This project involves analyzing transaction data to understand sales trends over several years. It calculates annual sales, revenue up to specific product releases, and growth metrics. The analysis is performed using R, with a focus on data manipulation and aggregation tasks.
The project relies on several R packages for data manipulation, reading, and environmental management:
- dplyr
- tidyverse
- wdman
- netstat
- xml2
- purrr
- readr
- usethis
- dotenv
- here
- readxl
- stringr
These packages are checked for at the beginning of the script, and any missing packages are automatically installed and loaded.
The data is initially stored in CSV files named according to the year of the transactions they contain.
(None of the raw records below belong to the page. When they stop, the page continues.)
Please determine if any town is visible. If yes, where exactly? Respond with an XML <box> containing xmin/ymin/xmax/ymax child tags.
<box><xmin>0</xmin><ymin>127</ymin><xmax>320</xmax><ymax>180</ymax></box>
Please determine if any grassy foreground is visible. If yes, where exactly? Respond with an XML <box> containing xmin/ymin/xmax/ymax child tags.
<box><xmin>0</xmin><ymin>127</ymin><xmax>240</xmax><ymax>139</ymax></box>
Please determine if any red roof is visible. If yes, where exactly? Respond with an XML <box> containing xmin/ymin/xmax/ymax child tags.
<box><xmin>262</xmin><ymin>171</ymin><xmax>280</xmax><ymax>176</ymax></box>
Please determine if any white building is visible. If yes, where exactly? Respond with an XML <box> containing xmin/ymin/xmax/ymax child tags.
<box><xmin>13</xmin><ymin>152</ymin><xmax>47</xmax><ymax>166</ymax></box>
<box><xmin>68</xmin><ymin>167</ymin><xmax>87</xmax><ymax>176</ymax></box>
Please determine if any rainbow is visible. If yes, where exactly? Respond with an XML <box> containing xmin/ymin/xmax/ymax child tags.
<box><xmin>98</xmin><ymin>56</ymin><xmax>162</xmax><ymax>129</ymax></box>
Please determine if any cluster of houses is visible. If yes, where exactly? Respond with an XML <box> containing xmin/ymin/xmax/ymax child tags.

The script sets the working directory, reads the transaction data from these files, and combines them into a single dataset.
Key steps in preparing the data include:
- Reading multiple CSV files for different years.
- Binding these files into a single dataset.
- Converting the
Date
column to the Date format. - Extracting the year from the
Date
column. - Cleaning and converting the
Gross.Sales
column from a character to a numeric format, ensuring all currency values are correctly formatted for analysis.
The analysis consists of several parts:
- Aggregate Gross Sales by Year: Calculating total sales for each year in the dataset.
- Revenue Calculation for Specific Periods:
- Revenue up to the release of "Ramses in Wonderland" and "The Lost Tar Heel".
- Room-over-Room growth calculations for these periods.
- Displaying Results: The results are formatted to display revenue and growth metrics clearly, with values rounded and presented in a user-friendly format.